Political Correctness is cultural Marxism. It is Marxism translated from economic into cultural terms. It is an effort that goes back to World War I. If we compare the basic tenets of Political Correctness with classical Marxism the parallels are very obvious.In other words, the PC movement only exists as a Trojan Horse to interject crippling, alien beliefs into America. But it does come in to add socialist values into the American ethos.
In 1923, Marxist intellectuals associated with the Communist Party of Germany founded the Institute of Social Research at Frankfurt University in Frankfurt, Germany. The Institute, which became known as the Frankfurt School, was modeled after the Marx-Engels Institute in Moscow. In 1933, when Nazis came to power in Germany, the members of the Frankfurt School fled. Most came to the US. The members of the Frankfurt School conducted numerous studies on the beliefs, attitudes and values they believed lay behind the rise of National Socialism in Germany. The Frankfurt School's studies combined Marxist analysis with Freudian psychoanalysis to form the basis of what became known as "Critical Theory." Critical Theory was essentially destructive criticism of the main elements of Western culture, including Christianity, capitalism, authority, the family, patriarchy, hierarchy, morality, tradition, sexual restraint, loyalty, patriotism, nationalism, heredity, ethnocentrism, convention and conservatism.

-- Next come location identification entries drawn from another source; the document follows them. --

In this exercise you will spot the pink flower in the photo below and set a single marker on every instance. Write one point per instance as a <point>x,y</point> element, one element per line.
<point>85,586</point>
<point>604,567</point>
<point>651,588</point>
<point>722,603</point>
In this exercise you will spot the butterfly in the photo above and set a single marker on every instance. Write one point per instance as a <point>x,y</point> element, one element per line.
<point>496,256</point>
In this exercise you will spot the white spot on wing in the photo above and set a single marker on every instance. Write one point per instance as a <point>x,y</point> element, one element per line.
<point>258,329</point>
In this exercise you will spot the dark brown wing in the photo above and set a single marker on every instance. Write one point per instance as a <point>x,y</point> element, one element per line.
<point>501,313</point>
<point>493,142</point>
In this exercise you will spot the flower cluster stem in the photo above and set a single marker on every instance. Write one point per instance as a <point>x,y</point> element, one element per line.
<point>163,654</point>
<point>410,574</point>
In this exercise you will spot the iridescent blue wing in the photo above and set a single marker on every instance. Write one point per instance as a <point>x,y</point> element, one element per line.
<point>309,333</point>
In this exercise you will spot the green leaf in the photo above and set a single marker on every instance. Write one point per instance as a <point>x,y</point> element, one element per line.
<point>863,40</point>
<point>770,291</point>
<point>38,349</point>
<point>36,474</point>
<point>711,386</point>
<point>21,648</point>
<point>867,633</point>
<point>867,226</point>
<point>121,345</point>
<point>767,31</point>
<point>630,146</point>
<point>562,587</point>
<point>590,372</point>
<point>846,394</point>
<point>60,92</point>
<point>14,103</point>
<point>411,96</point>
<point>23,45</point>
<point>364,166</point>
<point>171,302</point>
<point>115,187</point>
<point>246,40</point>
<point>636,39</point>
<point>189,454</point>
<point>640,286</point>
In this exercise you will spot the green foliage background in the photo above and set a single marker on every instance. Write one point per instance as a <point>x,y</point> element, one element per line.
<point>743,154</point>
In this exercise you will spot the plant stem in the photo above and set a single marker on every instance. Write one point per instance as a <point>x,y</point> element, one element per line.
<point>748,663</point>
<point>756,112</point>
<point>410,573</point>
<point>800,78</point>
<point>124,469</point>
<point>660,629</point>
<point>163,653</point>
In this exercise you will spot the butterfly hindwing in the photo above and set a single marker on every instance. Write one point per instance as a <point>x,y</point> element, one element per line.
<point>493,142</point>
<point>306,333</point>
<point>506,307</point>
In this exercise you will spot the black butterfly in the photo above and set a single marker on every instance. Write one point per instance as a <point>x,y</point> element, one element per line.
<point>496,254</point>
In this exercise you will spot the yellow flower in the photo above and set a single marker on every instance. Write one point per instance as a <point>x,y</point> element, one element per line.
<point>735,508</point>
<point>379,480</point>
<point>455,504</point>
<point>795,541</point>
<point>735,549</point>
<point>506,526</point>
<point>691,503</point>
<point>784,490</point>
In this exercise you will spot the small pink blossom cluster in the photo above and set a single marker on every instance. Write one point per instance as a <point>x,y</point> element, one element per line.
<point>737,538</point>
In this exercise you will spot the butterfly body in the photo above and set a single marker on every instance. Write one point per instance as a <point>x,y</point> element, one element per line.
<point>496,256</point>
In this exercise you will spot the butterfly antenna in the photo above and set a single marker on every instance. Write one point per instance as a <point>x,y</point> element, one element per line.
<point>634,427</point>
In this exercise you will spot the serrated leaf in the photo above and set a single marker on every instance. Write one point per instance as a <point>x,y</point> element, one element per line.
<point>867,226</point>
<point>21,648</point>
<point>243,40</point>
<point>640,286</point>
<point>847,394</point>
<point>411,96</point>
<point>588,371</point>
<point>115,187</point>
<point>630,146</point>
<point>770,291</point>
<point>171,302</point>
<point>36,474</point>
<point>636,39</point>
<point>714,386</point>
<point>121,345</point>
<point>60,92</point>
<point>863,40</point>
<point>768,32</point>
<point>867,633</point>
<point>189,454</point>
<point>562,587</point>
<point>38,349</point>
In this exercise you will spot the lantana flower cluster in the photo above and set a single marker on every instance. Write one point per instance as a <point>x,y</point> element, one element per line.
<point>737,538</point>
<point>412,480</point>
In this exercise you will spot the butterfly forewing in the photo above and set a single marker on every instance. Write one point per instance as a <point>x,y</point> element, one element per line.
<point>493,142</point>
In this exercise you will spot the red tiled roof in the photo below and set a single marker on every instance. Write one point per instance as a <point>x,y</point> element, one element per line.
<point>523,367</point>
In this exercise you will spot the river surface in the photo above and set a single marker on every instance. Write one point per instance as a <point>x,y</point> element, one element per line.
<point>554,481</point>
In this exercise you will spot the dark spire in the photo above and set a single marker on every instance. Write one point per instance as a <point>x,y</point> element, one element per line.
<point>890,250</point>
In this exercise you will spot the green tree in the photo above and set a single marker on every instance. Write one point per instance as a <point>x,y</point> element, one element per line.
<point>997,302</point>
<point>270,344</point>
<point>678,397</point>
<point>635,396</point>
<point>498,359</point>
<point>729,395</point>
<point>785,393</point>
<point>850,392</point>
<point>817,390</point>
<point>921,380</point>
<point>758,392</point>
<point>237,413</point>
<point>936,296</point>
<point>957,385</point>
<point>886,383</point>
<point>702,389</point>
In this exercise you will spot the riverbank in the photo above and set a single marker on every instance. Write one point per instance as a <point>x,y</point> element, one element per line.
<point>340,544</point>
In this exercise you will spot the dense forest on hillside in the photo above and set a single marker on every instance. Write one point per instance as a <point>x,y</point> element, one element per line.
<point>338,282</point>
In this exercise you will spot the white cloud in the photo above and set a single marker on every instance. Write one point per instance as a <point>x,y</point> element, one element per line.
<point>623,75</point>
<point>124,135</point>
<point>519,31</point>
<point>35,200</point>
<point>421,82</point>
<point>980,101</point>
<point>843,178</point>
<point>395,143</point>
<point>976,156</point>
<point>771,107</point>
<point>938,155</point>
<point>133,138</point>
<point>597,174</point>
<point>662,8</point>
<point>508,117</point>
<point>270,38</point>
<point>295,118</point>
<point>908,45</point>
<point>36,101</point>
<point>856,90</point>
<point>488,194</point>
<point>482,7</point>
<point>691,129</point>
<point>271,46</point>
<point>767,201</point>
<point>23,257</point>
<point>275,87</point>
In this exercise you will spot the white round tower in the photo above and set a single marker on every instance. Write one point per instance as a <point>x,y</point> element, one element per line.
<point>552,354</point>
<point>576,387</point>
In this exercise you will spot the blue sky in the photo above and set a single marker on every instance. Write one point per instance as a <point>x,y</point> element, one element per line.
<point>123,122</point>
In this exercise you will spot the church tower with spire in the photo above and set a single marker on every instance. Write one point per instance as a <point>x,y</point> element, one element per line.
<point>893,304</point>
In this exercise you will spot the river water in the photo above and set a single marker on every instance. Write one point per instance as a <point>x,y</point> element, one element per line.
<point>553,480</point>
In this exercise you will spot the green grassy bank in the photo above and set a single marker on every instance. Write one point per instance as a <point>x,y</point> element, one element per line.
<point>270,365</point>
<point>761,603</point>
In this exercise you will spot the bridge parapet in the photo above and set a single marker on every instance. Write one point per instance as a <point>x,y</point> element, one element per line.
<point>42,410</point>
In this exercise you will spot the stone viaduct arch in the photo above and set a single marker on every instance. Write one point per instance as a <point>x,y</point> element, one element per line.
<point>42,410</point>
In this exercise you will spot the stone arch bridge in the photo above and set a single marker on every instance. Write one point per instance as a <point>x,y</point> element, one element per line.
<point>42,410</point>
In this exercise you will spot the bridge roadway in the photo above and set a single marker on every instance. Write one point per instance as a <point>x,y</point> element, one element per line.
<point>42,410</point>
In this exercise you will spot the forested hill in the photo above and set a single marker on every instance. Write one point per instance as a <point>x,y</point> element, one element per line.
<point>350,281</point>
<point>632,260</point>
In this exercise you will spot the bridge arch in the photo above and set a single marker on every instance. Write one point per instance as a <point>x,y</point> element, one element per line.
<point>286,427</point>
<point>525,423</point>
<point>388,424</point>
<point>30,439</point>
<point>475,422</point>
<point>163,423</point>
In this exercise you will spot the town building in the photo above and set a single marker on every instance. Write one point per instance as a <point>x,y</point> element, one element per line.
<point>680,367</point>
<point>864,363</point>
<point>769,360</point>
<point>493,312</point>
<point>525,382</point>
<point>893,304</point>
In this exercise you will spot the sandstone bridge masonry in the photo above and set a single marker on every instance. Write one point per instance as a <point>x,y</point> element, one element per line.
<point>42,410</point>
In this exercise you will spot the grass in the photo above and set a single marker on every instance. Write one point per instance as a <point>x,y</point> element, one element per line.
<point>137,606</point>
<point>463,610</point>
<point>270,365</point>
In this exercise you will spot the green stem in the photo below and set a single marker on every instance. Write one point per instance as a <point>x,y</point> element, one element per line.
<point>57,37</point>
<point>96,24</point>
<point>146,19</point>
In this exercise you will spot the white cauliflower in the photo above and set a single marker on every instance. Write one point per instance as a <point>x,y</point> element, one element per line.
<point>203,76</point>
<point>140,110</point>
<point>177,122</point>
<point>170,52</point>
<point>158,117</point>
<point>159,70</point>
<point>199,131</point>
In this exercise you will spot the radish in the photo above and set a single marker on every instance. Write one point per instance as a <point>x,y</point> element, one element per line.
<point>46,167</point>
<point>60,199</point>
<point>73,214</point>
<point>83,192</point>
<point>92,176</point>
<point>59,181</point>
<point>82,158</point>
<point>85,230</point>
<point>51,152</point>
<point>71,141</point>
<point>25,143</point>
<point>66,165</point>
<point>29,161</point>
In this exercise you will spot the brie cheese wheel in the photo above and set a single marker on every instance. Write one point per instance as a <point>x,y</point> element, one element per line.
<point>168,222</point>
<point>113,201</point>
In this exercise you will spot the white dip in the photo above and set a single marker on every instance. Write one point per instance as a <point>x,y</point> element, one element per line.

The Nazi's primary motives were to usher in a holy new society that respected and groomed its race-specific biological and cultural heritage. To bring this about, they needed a race-specific religion. This religion was a form of paganism called German Faith. The notion of the Third Reich became the religious hope of salvation from the grinding needs of Germans during the Versailles era.Again one finds at root in Nazi religion Joachim of Flora's idea of a religious paradise on earth, and as always, created by the hands of humanists. And, in the case of Nazis, this humanism boasted a debased core of antisemitism. Reads one poster where Hitler asks: "What do we want?" Below it says: "Citizens! Do not believe that the Germany of misfortune and misery, the nation of corruption and usury, the land of Jewish corruption, can be saved by parties that claim to stand on a foundation of facts. Never!" The idea here is not to claim Obama's administration is Nazi, Instead, it is that the PC movement is typically leftist in how it communicates its beliefs. This is much like other political religious creeds, constantly propagandizing its people of the importance and universal natural of its tenets.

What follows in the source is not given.